For larger firms with more than 100 employees, where rates are individually set with carriers, there is more uncertainty for 2021.
A Piper Sandler survey of benefits managers at large firms cited 2021 rate increase requests from major insurers ranging from 3% to 4.4%.
But “it’s still somewhat of an unknown,” considering another survey Piper Sandler conducted found about a quarter of people putting off some level of care until after the pandemic’s over, says Sarah James, a senior research analyst at the firm.
That makes it hard to pin down costs.
PwC’s Health Research Institute in a recent report projects medical costs in 2021 could rise anywhere from 4% to 10% depending upon different scenarios impacted by COVID-19. The projected increase for 2020 was 6%.
Medical costs are one of the key factors impacting premiums when insurers set rates on health plans.

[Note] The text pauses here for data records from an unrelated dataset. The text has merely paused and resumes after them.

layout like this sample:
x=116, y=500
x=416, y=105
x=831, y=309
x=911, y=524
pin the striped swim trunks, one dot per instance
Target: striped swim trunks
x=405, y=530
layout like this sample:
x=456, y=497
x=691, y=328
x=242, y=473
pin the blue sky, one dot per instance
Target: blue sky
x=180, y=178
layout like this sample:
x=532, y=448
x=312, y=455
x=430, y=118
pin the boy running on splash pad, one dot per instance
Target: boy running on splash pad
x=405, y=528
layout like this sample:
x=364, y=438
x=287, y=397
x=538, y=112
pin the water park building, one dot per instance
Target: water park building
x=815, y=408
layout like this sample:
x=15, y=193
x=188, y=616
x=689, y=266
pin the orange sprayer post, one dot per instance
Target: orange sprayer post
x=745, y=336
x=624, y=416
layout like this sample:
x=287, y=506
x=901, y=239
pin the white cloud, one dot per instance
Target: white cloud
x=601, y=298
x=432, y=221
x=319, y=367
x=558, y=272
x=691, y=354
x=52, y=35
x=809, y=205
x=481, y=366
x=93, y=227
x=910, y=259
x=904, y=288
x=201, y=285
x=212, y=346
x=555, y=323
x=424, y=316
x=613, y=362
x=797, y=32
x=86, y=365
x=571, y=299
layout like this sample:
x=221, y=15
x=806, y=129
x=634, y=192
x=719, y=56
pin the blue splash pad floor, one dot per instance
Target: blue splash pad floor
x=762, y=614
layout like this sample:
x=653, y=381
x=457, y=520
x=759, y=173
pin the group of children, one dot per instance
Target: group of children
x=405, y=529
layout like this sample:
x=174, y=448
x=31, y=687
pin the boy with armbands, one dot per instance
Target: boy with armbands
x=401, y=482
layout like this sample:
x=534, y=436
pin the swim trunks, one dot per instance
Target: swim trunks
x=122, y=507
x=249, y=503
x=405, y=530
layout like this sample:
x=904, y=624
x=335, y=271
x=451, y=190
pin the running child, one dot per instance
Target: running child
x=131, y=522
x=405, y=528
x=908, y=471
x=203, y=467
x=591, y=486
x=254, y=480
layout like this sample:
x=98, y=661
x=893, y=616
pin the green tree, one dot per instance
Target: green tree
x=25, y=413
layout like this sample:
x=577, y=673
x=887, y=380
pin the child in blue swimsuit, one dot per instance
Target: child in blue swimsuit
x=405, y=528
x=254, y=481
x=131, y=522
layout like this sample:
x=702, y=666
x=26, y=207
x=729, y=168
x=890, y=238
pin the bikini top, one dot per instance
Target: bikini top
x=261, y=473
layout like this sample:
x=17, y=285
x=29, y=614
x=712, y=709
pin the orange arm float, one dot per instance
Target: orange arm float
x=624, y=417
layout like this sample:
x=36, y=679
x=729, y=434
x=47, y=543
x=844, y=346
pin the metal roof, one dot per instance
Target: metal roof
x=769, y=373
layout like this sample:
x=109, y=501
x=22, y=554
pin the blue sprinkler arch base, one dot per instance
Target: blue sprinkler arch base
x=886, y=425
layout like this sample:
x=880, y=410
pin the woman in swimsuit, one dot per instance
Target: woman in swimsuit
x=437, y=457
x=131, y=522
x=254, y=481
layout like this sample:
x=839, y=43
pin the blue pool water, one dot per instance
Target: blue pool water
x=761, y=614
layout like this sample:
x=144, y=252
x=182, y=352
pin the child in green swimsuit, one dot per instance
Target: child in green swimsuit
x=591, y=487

“The COVID pandemic has made it very difficult to project what the medical cost trend is going to be in this coming year,” says Ben Isgur, managing director of PwC’s Health Research Institute. “There’s more variables then we normally have.”
The report lays out low, medium and high-spending scenarios that fluctuate from 4% to 10% with the higher scenario reflecting an increase in spending due to the return of care patients previously delayed due to COVID. Also driving up costs could be new specialty drugs and costs related to employee mental health benefits utilization heightened by COVID-19, says Isgur.

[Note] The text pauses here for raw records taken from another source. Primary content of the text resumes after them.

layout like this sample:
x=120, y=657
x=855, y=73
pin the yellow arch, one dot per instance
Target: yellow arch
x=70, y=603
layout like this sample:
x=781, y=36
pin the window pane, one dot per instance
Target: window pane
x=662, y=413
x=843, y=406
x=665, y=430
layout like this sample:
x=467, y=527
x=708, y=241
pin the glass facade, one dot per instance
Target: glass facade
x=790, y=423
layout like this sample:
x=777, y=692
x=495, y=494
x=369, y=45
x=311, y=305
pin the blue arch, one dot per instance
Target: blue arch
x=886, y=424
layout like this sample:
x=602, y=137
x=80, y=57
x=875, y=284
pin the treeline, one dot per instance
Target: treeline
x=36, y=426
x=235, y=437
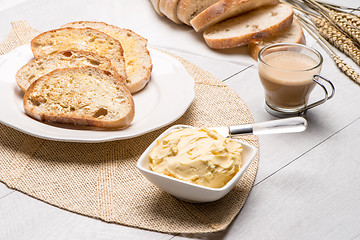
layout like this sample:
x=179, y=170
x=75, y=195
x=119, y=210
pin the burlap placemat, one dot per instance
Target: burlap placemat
x=101, y=180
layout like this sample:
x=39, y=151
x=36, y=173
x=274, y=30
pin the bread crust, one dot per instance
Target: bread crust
x=169, y=9
x=236, y=40
x=78, y=39
x=188, y=9
x=33, y=98
x=225, y=9
x=135, y=47
x=156, y=6
x=255, y=46
x=28, y=74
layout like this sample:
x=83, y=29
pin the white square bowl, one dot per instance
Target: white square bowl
x=188, y=191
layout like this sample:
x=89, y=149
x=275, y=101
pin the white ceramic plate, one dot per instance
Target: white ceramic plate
x=165, y=99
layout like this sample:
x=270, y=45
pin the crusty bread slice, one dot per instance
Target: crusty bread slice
x=169, y=9
x=156, y=5
x=188, y=9
x=294, y=34
x=225, y=9
x=63, y=59
x=138, y=62
x=87, y=39
x=81, y=96
x=258, y=24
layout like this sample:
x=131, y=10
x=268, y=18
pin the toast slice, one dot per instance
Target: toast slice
x=82, y=96
x=156, y=6
x=138, y=62
x=294, y=34
x=88, y=39
x=169, y=9
x=188, y=9
x=225, y=9
x=63, y=59
x=258, y=24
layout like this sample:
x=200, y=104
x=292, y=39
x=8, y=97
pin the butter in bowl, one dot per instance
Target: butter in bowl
x=195, y=164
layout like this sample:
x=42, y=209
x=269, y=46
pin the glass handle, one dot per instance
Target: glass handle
x=326, y=97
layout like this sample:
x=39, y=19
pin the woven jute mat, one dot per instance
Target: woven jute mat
x=101, y=180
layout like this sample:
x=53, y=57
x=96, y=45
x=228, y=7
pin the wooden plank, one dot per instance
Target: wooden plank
x=315, y=197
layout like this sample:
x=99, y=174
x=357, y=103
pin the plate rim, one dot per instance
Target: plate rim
x=189, y=96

Bringing down costs could be such factors as an increased number of patients utilizing telehealth services versus seeking in-person care.
Still “from an employer point of view health care costs are always going up,” says Isgur. Christina Panetta, owner of Panetta Physical Therapy, which has locations in Bay Shore, Ronkonkoma and Roslyn and about 33 employees, says her company’s health care costs have increased over the years often in double digits.
She said the lower than expected state approved 2021 increases helps, but costs are still high, amounting to six figures annually.
Panetta offers three different levels of Oxford plans with premiums ranging from $850 a month per employee to $1,200 a month depending on the plan with the firm picking up 60% of costs.
Panetta, a client of Peak Advisors, tries to give employees options considering employees range in age, she says. She has stayed away from high-deductible plans, but that’s an option some companies are choosing, says Pajak.
A high-deductible plan, which generally offers lower premiums, isn’t necessarily bad if the employer sets money aside for the employee in a reimbursement vehicle like a Health Savings account, he says. Eckardt says many employers, to control costs, are opting to participate in lean or narrow provider networks, which have lower premiums in exchange for fewer participating doctors, but benefits remain the same.
“They could save 15% with the same exact benefits moving to a smaller network with the same carrier,” he says.
Is your doctor worth paying extra for health insurance? Well, 35% of individuals with employer-sponsored health insurance said they would choose a narrow network plan with a more limited network of doctors and hospitals than their current plan next year to avoid higher premiums, according to a survey by PwC’s Health Research Institute.